For a variety of reasons, I use the Firefox browser. This morning, thanks to a post on LifeHacker, I discovered two plugins – one I’d categorize as nice-to-have; the other fills a major hole.
The nice-to-have plugin (thanks to a comment three links deep on LifeHacker – dumb luck on my part) is Tab Mix Plus. I think that tabbed browsing is the best thing since sliced beer; don’t know how I could browse without it. TMP gives you additional control over tabbing behavior and shows the load progress bar on the tab itself. You can click a link, pop over to another tab and see on the first tab when the page has completely loaded. Essential? Heck no. Nice? You betcha.

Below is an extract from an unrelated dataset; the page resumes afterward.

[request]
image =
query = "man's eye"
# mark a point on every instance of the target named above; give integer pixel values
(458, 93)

The killer plug-in is called How’d I Get Here. In 1945, Vannevar Bush wrote an article for the Atlantic monthly entilted “As We May Think“. In the article Bush proposed what he called a memex – a system that in some ways anticipated the web. A feature of the memex that the web didn’t originally have (though this is less the case today) are associative trails – the ability to assemble sequences of pages, with markup, and publish them.

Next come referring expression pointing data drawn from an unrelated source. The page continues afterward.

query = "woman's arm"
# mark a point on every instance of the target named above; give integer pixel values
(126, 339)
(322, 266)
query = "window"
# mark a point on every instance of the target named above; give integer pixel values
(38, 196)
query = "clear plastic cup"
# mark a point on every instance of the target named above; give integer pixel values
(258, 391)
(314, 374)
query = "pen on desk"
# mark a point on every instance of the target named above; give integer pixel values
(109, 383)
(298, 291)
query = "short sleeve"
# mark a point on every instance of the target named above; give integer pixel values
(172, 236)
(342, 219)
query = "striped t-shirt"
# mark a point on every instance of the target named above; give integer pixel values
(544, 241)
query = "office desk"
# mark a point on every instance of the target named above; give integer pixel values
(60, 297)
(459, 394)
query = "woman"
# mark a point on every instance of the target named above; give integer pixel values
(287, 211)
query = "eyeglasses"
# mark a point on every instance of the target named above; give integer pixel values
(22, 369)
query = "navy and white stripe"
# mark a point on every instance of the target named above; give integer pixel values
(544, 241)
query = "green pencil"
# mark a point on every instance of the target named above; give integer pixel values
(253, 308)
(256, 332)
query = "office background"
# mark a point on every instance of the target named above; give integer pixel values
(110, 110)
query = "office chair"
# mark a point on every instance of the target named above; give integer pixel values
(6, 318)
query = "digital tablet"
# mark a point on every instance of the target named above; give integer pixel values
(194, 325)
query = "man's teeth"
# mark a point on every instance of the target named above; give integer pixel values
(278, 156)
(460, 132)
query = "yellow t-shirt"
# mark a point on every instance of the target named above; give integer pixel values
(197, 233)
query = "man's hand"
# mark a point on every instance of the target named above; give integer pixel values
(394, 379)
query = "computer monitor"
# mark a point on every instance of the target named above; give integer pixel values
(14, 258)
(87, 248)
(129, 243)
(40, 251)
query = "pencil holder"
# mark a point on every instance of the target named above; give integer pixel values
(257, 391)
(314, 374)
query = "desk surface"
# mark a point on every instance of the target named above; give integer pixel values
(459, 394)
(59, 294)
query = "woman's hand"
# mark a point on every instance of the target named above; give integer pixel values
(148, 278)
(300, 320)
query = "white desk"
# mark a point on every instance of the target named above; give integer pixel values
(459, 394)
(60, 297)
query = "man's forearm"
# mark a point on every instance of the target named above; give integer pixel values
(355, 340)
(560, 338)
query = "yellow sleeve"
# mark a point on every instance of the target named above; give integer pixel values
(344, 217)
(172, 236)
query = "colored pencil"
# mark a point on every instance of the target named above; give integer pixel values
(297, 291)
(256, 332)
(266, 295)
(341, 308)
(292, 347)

The closest analogy with the modern Web browser would be to create a list of bookmarks pointing to articles relevant to a topic, and then to have some mechanism for automatically scrolling through the articles (for example, use Google to search for a keyword, obtain a list of matches, and then use “open in new tab” in your browser and visit each tab sequentially). Modern hypertext systems with word and phrase-level linking offer more sophistication in connecting relevant information, but until the rise of wiki and other social software models, modern hypertext systems have rarely followed Bush in providing individuals with the ability to create personal trails and share them with colleagues – or publish them widely. *
Something else that associative trails give you? The ability to backtrack. Way too frequently, I’ll find an interesting bit on the web, bookmark it in del.icio.us and move on. Days later, I’ll think of something I saw as I was clicking through to that bookmarked page – can I find the intermediate page? Hell, no. How’d I Get Here helps plug this hole. It keeps track of your clickstream; days later you can go to the bookmarked page, click the HIGH icon and walk backwards.

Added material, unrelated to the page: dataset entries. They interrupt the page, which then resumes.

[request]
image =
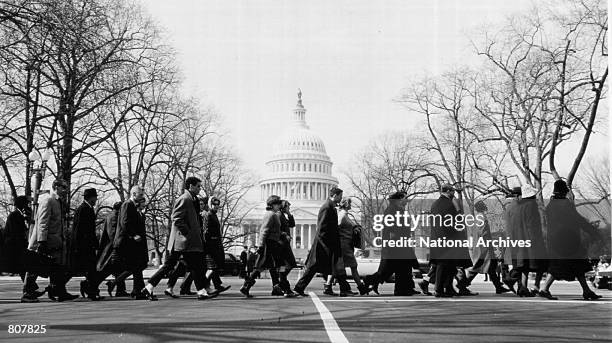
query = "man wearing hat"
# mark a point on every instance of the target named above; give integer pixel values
(526, 225)
(398, 261)
(446, 259)
(85, 245)
(510, 277)
(213, 245)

A couple caveats. I have no idea what HIGH will do if I find 2 different paths to the same page. I’d guess it would use the most recent backwards path, but I haven’t tested it (yet). If you’re paranoid, having this data on your machine may give you the willies. If it does, I’d suggest you are not paranoid enough. I’ve read persuasive arguments that true secrecy/paranoia involves measures like running all software from CD (so that when you turn the PC off everything goes away), always using open wireless access points, never using the same access point repeatedly, never being physically near the AP (think across the street with an antenna), etc. If you really need this level of stealth, you don’t need my advice. If you just think you need it, you may also want to look at a nice tinfoil hat *wink*.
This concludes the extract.